Seu corpo todo fica trêmulo, e ela tem a sensação de estar flutuando. Sua voz é agora um sopro, e seus pensamentos acelerados como um trem desgovernado. Ela deseja saber para onde ele vai, com quem vai e a que horas vai. Como a camisa que ele veste, ela deseja ser como a peça de algodão, grudada em seu corpo.

Ela sabe que ele é apenas uma idealização, um ser inatingível que não pode ser tocado ou acariciado. É platônico, ela sabe. E o fato de ela saber que não pode tê-lo em sua vida, e principalmente em sua mente, faz com que os pensamentos venham com toda força, prejudicando assim seu trabalho, sua rotina em casa, sua vida.

A vida produtiva dela parou, e ela já não sabe mais como prosseguir.
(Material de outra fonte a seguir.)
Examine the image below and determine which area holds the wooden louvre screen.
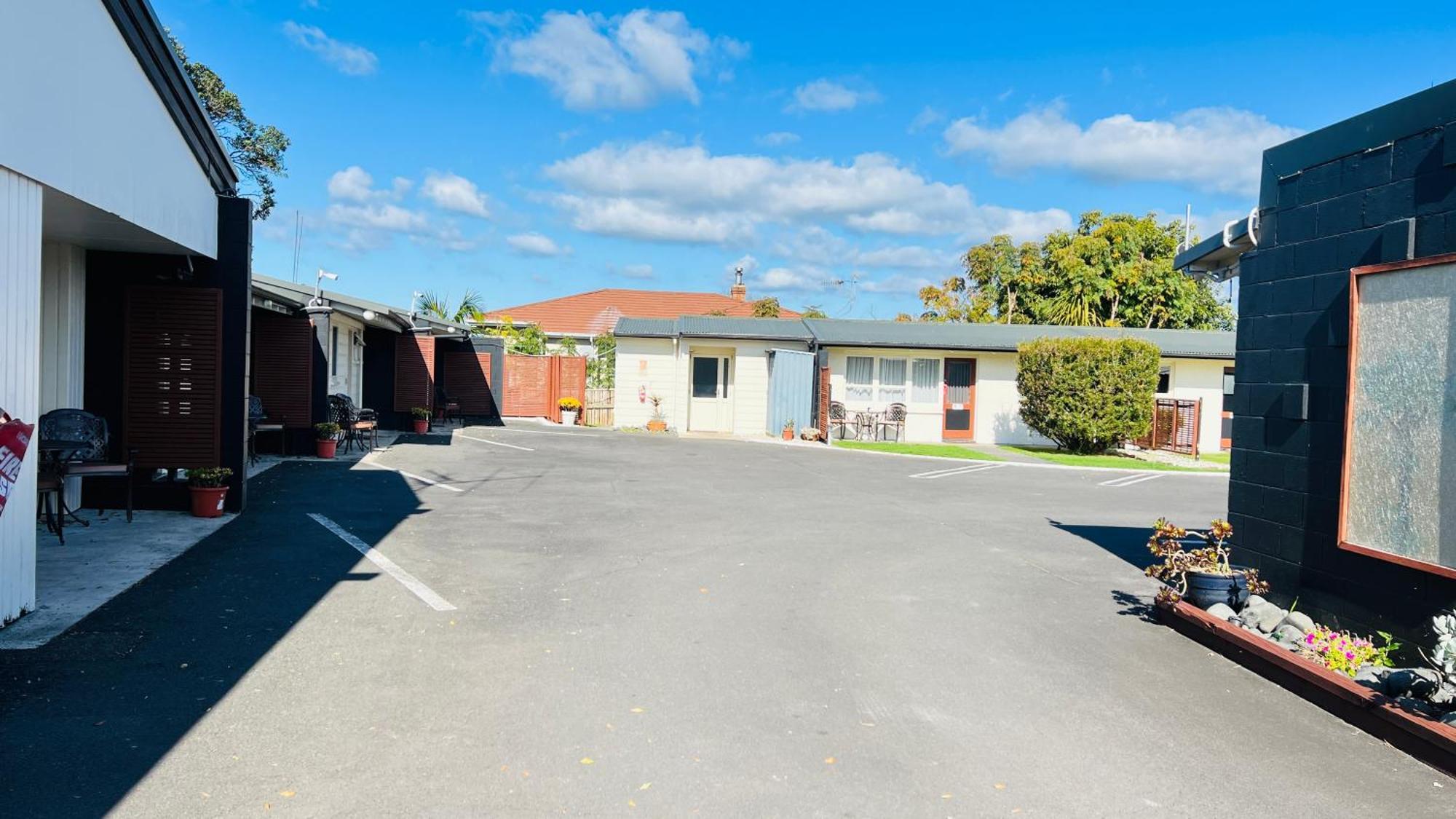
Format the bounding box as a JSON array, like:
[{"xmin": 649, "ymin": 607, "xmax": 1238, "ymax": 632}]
[
  {"xmin": 122, "ymin": 287, "xmax": 223, "ymax": 470},
  {"xmin": 252, "ymin": 310, "xmax": 314, "ymax": 429},
  {"xmin": 1134, "ymin": 397, "xmax": 1203, "ymax": 456},
  {"xmin": 443, "ymin": 349, "xmax": 495, "ymax": 416},
  {"xmin": 395, "ymin": 332, "xmax": 435, "ymax": 413}
]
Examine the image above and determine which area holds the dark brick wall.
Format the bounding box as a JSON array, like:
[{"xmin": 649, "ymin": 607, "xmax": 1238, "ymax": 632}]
[{"xmin": 1229, "ymin": 122, "xmax": 1456, "ymax": 628}]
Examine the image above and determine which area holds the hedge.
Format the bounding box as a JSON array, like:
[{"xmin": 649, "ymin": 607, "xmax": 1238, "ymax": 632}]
[{"xmin": 1016, "ymin": 338, "xmax": 1159, "ymax": 454}]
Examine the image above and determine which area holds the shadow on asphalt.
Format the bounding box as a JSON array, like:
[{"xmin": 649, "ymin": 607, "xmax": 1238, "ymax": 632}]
[
  {"xmin": 1047, "ymin": 519, "xmax": 1153, "ymax": 570},
  {"xmin": 0, "ymin": 460, "xmax": 419, "ymax": 816}
]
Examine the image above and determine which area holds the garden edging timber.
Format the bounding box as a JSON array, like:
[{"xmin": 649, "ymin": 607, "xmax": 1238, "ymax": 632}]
[{"xmin": 1156, "ymin": 591, "xmax": 1456, "ymax": 774}]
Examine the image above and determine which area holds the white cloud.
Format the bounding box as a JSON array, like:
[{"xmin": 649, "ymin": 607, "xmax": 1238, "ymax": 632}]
[
  {"xmin": 783, "ymin": 79, "xmax": 879, "ymax": 112},
  {"xmin": 505, "ymin": 233, "xmax": 571, "ymax": 256},
  {"xmin": 750, "ymin": 265, "xmax": 842, "ymax": 293},
  {"xmin": 545, "ymin": 141, "xmax": 1072, "ymax": 242},
  {"xmin": 469, "ymin": 9, "xmax": 748, "ymax": 111},
  {"xmin": 859, "ymin": 272, "xmax": 935, "ymax": 294},
  {"xmin": 945, "ymin": 103, "xmax": 1302, "ymax": 197},
  {"xmin": 754, "ymin": 131, "xmax": 799, "ymax": 147},
  {"xmin": 282, "ymin": 20, "xmax": 379, "ymax": 77},
  {"xmin": 607, "ymin": 264, "xmax": 657, "ymax": 281},
  {"xmin": 419, "ymin": 170, "xmax": 491, "ymax": 218}
]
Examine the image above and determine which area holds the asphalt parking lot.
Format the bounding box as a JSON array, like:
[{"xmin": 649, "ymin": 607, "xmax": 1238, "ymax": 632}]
[{"xmin": 0, "ymin": 426, "xmax": 1456, "ymax": 816}]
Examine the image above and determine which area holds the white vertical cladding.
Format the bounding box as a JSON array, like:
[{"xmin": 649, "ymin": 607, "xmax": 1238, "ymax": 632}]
[
  {"xmin": 41, "ymin": 242, "xmax": 86, "ymax": 509},
  {"xmin": 0, "ymin": 166, "xmax": 41, "ymax": 625}
]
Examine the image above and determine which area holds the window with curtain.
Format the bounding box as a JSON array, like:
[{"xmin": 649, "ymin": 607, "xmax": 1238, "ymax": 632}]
[
  {"xmin": 910, "ymin": 358, "xmax": 941, "ymax": 403},
  {"xmin": 844, "ymin": 355, "xmax": 875, "ymax": 400},
  {"xmin": 879, "ymin": 358, "xmax": 906, "ymax": 403}
]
Então, o que fazer quando o medo a alimenta frequentemente, fazendo crescer pensamentos que a consomem, que a paralisam, que fazem morada nela a cada hora do dia?

E ainda assim, segundo ela, esta é sua visão de amor.

A história descrita acima é de uma pessoa que apresenta sinais semelhantes ao Transtorno Obsessivo Amoroso, um transtorno clinicamente não reconhecido, mas que, segundo a psiquiatra Danielle H. Admoni (Unifesp), em entrevista para o site Minha Vida, trata-se de um transtorno tão dependente quanto o consumo de álcool e drogas, e que no caso do Transtorno Obsessivo Amoroso, a dependência passa a ser do parceiro. A pessoa, então, deixa de viver sua vida para viver em função do outro, de forma compulsiva.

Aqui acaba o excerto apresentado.